Preparing for after Raqqa: Jordanian anti-terrorism strategy

As the battle to liberate Raqqa inches closer, the growing instability in the south of Syria underlines the need for Jordan to prepare for the consequences. One of those consequences is likely to be Daesh falling back to the border regions to regroup and rebase. Jordan must avoid this outcome as any Daesh presence on the border represents a clear threat to Jordan.
There is no apparent strategy for protecting the south amongst allies. The US presence is currently focused on Raqqa and the surrounding areas with the objective of stabilization in the first stage. However, the unintended consequences of this renewed presence could be a new wave of escalation. Any such result will have a direct impact on the security of Jordan’s borders.
Jordan currently faces multidimensional risks. The conflict in Syria and Iraq are a real threat the border regions. Jordan is in the middle of the global red zone of terrorism. However, Jordan’s security establishment must also keep in mind that the threats are also internal.

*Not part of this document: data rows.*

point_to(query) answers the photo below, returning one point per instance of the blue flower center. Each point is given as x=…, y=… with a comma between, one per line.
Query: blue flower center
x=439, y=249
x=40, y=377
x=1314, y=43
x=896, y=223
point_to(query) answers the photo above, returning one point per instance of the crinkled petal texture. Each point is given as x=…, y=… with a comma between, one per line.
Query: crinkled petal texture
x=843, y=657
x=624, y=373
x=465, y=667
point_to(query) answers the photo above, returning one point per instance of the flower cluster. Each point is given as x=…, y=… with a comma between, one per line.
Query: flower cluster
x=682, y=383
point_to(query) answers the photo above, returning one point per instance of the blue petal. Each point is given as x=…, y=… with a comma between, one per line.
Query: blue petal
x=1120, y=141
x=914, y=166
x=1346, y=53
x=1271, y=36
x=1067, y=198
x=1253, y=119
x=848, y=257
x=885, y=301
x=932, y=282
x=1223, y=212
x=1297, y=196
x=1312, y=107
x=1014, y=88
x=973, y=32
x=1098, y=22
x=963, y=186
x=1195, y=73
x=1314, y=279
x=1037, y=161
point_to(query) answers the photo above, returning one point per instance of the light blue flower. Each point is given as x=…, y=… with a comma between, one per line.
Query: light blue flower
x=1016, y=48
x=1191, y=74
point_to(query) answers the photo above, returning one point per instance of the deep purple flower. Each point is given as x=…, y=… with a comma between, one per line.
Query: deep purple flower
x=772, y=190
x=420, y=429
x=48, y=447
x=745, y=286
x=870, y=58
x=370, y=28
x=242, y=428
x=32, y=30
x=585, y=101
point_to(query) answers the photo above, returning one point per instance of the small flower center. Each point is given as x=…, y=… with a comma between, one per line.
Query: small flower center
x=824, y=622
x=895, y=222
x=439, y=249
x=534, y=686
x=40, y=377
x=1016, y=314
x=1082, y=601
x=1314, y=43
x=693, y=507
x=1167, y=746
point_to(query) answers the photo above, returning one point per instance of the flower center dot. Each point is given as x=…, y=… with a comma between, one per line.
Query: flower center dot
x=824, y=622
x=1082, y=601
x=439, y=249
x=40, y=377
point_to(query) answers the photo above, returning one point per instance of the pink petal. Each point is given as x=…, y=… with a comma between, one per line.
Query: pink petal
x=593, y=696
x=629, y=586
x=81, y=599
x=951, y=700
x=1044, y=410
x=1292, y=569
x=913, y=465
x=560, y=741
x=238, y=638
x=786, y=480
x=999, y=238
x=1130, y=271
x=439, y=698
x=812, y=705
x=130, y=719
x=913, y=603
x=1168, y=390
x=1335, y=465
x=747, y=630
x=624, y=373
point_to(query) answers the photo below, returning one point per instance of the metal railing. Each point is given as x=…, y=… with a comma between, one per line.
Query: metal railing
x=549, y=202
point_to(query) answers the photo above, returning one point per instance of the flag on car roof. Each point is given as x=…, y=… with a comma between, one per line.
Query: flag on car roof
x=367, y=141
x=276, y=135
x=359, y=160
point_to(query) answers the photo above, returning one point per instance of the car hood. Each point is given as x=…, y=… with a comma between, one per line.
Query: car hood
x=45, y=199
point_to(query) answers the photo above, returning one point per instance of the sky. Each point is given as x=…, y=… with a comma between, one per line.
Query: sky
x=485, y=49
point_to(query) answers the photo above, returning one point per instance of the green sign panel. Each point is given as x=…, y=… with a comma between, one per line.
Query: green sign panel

There are, undoubtedly, multiple dormant terrorist cells in Jordan. The threat of these cells greatly increases as Daesh is routed. Dormant cells will activate to prove that the terrorist organization is still operating, capable of successful attacks and expanding its territory. We will see a transformation in Daesh to a more decentralized model as its assets and people are isolated and separated.
It is important to understand the recent US strike in Syria as political rather than operational. The target, location, style of attack and the fact they informed the Russians of the attack demonstrate the US was sending a message regarding its new position in Syria. Direct military action from the US represents a significant change in their role in and the nature of the conflict itself. US allies, including Jordan must be mindful of this development and respond accordingly.
Jordan’s focus should be to prevent border attacks and maintain stability in the border regions. We need greater cooperation between our intelligence and military and a strategy that uses local proxies to fight ISIS on Syrian soil avoiding unilateral troops on the ground.
While we may not be seeing sophisticated attacks in Jordan, traditional and disjointed insurgency still presents a threat. We must enhance the capacity of our security forces and dedicate greater effort to secure sensitive areas and inhibit the growth of local terrorists.